2020-10-30 Meeting notes

Date

13 Nov 2020

Item

Presenter

Notes

FB gradients and chemical space description

Trevor Gokey

Trevor Gokey will add link to slides here

Alketoh dataset is now on QCA
wants to use datadriven chem perc based on FB gradients
enumerating types iin an automated manner is important
encoding SMARTS using bits
phys properties (geom, NM, …) used to fit FFs with FB
decomposition of FB gradients: contribution of each individual coordinate in a given molecule to obj func gradients
example with toy FF: C-H bond parameters for CH4
CBy: (TH: sorry did not fully understand…)
example with OHCH2OH: fitting angles and bonds inform each other
based on Parsley 1.2.0: OCO angle can be improved independently

Slide 5

CBy – On right side, there’s a proper k with only red dots. That means that this molecule “wants” to change the parameter in a single direction?
- TG – Yes
CBn – Correspondingly, a column with very red spots and very blue spots indicates a need for a parameter split.

Slide 7

How to split terms: use cos similartiy of gradient vectors (based on rows shown on slide 6)
Find parameters that want to change the FF in the same way
find clusters how to split parameters
CBy – When I was doing bond charge corrections, I’d take this kind of matrix, and sum each column, and if a column had a sum with a large absolute value, seeing that as significant.
- Here, with the cosine similarity, you’re prioritizing WHERE the gradient is, but losing HOW BIG it is.
TG – Doing a column sum will focus this on a physcal parameter optimization. But if we look at internal coordinates, then it focuses on the typing scheme.

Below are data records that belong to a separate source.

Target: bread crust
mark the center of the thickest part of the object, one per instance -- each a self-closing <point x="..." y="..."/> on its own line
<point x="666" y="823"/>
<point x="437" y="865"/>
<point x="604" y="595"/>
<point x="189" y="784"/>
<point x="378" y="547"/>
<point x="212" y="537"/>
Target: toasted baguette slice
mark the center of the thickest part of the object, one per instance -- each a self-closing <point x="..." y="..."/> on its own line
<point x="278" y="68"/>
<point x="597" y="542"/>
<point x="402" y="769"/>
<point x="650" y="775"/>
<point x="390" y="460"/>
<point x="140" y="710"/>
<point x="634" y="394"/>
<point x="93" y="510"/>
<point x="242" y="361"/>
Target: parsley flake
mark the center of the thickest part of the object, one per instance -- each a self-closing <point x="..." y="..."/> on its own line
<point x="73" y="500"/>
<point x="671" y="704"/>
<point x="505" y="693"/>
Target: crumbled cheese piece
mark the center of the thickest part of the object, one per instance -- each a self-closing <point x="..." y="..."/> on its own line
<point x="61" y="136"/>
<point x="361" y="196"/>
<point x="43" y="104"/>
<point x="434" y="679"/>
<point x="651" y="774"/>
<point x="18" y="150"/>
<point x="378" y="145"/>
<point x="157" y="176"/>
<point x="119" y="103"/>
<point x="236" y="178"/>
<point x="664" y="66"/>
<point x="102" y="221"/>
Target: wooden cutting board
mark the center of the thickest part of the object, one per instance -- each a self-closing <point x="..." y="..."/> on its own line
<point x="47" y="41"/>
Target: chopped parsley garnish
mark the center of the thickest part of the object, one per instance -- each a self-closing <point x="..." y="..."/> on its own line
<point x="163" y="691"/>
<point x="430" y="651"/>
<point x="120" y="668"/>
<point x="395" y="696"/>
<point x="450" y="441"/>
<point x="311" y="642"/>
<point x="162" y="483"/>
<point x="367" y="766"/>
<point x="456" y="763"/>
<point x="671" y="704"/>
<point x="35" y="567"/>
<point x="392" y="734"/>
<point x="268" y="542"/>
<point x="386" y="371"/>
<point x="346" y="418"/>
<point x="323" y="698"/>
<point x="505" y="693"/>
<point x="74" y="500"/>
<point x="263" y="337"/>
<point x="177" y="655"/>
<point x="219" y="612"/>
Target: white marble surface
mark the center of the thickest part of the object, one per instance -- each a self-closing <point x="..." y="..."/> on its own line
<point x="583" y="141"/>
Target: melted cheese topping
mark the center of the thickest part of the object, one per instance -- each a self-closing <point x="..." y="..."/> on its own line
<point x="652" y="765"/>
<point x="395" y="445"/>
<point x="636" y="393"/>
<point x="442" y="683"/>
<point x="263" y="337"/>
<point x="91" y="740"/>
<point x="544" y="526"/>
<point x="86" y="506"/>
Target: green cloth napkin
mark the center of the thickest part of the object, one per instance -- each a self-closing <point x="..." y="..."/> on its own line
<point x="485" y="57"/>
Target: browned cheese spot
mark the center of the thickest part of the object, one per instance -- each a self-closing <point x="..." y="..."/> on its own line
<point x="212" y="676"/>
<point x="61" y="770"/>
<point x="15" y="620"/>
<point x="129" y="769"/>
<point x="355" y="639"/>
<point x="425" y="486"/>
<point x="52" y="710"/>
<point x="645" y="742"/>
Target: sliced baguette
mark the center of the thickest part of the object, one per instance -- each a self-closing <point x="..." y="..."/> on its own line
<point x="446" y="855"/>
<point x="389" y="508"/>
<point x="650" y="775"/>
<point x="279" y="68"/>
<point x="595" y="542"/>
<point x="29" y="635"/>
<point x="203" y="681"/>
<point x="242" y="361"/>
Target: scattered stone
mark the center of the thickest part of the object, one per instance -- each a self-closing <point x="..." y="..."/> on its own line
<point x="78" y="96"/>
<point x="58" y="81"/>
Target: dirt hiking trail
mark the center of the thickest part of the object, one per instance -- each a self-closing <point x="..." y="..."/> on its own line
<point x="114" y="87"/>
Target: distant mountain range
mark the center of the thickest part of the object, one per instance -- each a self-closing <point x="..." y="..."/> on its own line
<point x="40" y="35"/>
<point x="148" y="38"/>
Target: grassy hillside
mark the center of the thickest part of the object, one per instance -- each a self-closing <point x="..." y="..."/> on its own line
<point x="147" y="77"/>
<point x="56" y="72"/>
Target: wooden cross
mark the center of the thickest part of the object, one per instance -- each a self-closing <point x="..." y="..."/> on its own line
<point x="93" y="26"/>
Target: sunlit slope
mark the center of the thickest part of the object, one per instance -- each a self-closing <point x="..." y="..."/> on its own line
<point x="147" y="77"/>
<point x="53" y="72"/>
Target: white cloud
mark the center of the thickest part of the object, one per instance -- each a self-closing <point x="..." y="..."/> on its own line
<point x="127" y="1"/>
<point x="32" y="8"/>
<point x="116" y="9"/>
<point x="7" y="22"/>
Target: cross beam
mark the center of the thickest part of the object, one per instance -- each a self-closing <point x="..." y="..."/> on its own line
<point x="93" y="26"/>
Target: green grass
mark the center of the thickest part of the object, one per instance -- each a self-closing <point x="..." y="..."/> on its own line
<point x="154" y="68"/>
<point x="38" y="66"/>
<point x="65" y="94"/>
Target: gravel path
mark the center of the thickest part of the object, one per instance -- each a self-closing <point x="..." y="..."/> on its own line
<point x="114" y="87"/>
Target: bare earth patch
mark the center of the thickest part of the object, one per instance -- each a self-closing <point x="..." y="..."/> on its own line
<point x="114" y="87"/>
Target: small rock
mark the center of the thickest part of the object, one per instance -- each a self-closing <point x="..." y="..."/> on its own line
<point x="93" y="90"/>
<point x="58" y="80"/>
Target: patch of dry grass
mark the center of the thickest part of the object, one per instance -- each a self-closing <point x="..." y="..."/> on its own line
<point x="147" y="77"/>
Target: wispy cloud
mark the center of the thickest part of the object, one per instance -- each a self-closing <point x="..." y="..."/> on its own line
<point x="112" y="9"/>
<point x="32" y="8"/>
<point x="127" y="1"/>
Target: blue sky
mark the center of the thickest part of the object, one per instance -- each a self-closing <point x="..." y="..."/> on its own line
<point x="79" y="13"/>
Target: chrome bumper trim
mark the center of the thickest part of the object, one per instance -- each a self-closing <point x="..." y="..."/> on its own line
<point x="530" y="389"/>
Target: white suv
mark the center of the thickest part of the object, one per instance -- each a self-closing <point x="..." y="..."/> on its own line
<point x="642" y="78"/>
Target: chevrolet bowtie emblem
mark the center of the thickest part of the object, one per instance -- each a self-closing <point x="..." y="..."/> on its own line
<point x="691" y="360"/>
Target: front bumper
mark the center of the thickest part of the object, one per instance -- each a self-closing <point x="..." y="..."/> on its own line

Later in the talk, I’ll focus on how treating these as bit vectors will make this better.
TG – Possible insight is that a “perfectly typed” FF should have ONE major eigenvector/value, and everything else is close to 0. That would indicate that some parameter VALUES need to change, but no SMIRKS.

Slide 8

CBn – This is a good scheme, and the atom bit vectors are clever, but how would it be extended to include neighbors of the atoms involved in the bonds?
- TG – Unsure, we’ll cross that bridge whenw e get there
- CBn + CBy – This is going to be very hard and I suspect it will fail, and that it’s necessary to make a more extensible framework before this moves forward.
CBy – Would really prefer to see a tnagible example of this approach being applied to something a bit more complex like Angles
TG – What’s the furthest out that we go from the indexed atom in our SMIRKS patterns?
- CBn – Currently only 2, but in theory Chemper was able to make 10.
(General) – It’d be good to have a solution with the ability to search many bonds out from the atoms involved in the parameter
CBy – What if the tagged atoms were represented in a networkx graph, and then the bit vectors still applied to the nodes of the graph?

Conclusion page

CBn – Usually descriptors seems to be interrelated like, NX4 will always be +1 charge, and ring membership will preclude different ring memberships
- TG – I avoid those impossible cases by a) not making parameters that don’t ever occur in a large dataset and b) stopping things like HX3 (?TG didn’t mention how?)
CBy – Really happy to see this work, and glad to see it provoking discussion.
- Would you consider using a decision tree? If we can get a representation in one bit vector, then we can use decision trees/random forests.
- Impropers take all 6 paths through a SMARTS string. There may be some useful symmetries.
- Another way to deal with symmetry of bonds could be canonicalization. This may also let them be asymmetric in useful ways.
  - JW – WIll this lead to discontinuities in typing landscape?
- One good thing about Chemper is that it lets us define a maximal chemical space. So if we could do the same here that could reduce the dimensionality.
CBn – Seeing histograms of parameter usage/gradient direction may guide parameter definition/splitting.